Tintin is abducted from the dinner and tied to weights in order to drown him in Lake Michigan again. It’s a wonder no one just shoots him in the head. Certainly it would be my choice given how wiley he is. The weights he’s tied to have been switched for ones that float, so he survives, but he’s picked up by a gangster boat.
I wish I could do that with my mouth.
So, he’s able to apprehend them, and drags them back to the cops too. He’s done such a good job mopping up Chicago that he gets a ticker-tape parade.
And then he heads back to Europe, ready for his next adventure, which would be Cigars of the Pharaoh. Hergé had already sent Tintin north, south, and west, and wanted to send him to the east next.
Tintin in America suffers from the same flaws as its predecessors as far as having a choppy plot and limited characterisation goes. It was stuck in a transitional phase between goofy adventure story for kids and the mature writing that Hergé would become known for in later years. I personally don’t like Tintin in America much; the transitional feel of it means that it’s missing the magic of true Tintin stories, but can’t quite commit to being as ridiculous as the first stories. It lacks both, and ends up falling flat, in my opinion.

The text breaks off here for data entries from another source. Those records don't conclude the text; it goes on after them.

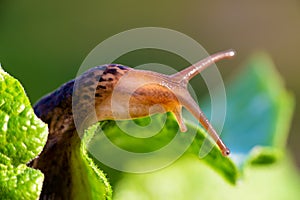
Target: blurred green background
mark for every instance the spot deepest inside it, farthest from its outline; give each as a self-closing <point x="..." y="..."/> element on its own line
<point x="42" y="43"/>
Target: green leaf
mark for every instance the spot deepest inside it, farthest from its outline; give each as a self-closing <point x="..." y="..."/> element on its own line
<point x="189" y="179"/>
<point x="22" y="137"/>
<point x="140" y="155"/>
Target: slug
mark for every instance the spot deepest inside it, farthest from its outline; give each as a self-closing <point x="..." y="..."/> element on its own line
<point x="95" y="90"/>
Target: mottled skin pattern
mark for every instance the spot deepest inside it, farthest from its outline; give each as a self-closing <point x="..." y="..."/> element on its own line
<point x="110" y="92"/>
<point x="55" y="109"/>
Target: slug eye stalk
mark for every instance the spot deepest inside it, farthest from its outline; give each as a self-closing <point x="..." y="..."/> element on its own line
<point x="188" y="102"/>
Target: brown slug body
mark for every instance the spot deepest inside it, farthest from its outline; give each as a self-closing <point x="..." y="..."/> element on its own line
<point x="112" y="92"/>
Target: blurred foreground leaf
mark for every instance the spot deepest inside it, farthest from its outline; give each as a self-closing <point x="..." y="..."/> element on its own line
<point x="22" y="138"/>
<point x="257" y="121"/>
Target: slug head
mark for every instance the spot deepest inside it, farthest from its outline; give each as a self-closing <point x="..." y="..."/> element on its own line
<point x="141" y="93"/>
<point x="125" y="93"/>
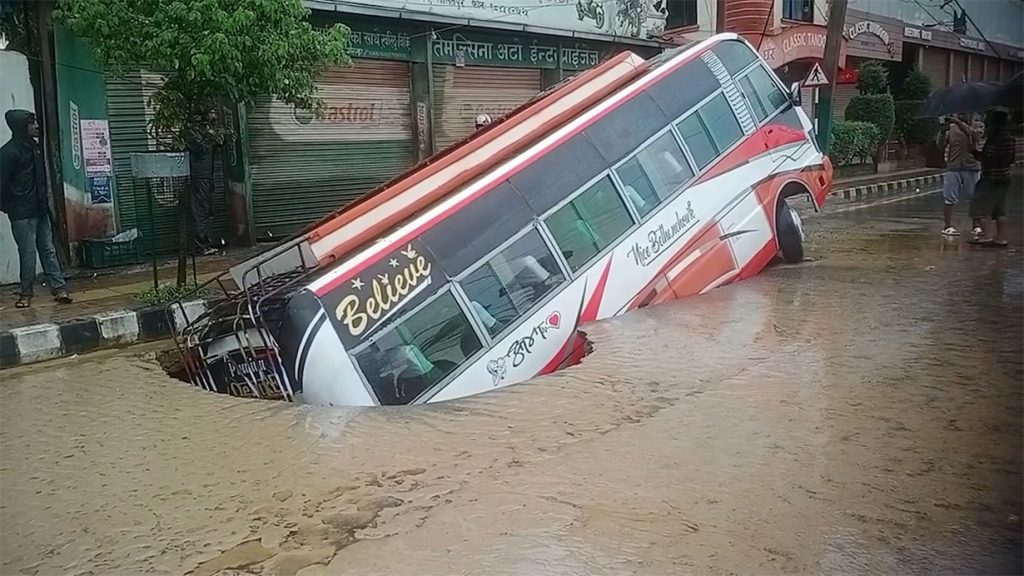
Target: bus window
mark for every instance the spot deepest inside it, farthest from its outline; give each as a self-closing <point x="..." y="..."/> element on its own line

Since he felt he had not quite done them justice, Hergé did consider sending Tintin back to visit Native Americans in the 1950s, but elected to write Tintin in Tibet instead. His fascination with their way of life had persisted over the intervening decades, and in the 1970s he made a trip to Pine Ridge in America to spend time with the local Sioux, who had influenced his life and career so much. The people he met had been beaten down by colonisation and imperial rule and were depressed, alcoholic, and listless, nothing like the noble people he had envisioned. I suppose he had spent so much of his life fighting for the little guy that being faced with the fact that the little guy had lost this round was too much to bear. It deepened his depression at the time.
But back in the 1930s, when Hergé was still fresh-faced, things were going great. He had married his first wife and he had managed to make a career out of his illustration, no easy feat. His next book was to prove his best yet and force him to develop increasingly impressive storytelling powers. He was about to start writing Tintin in the East.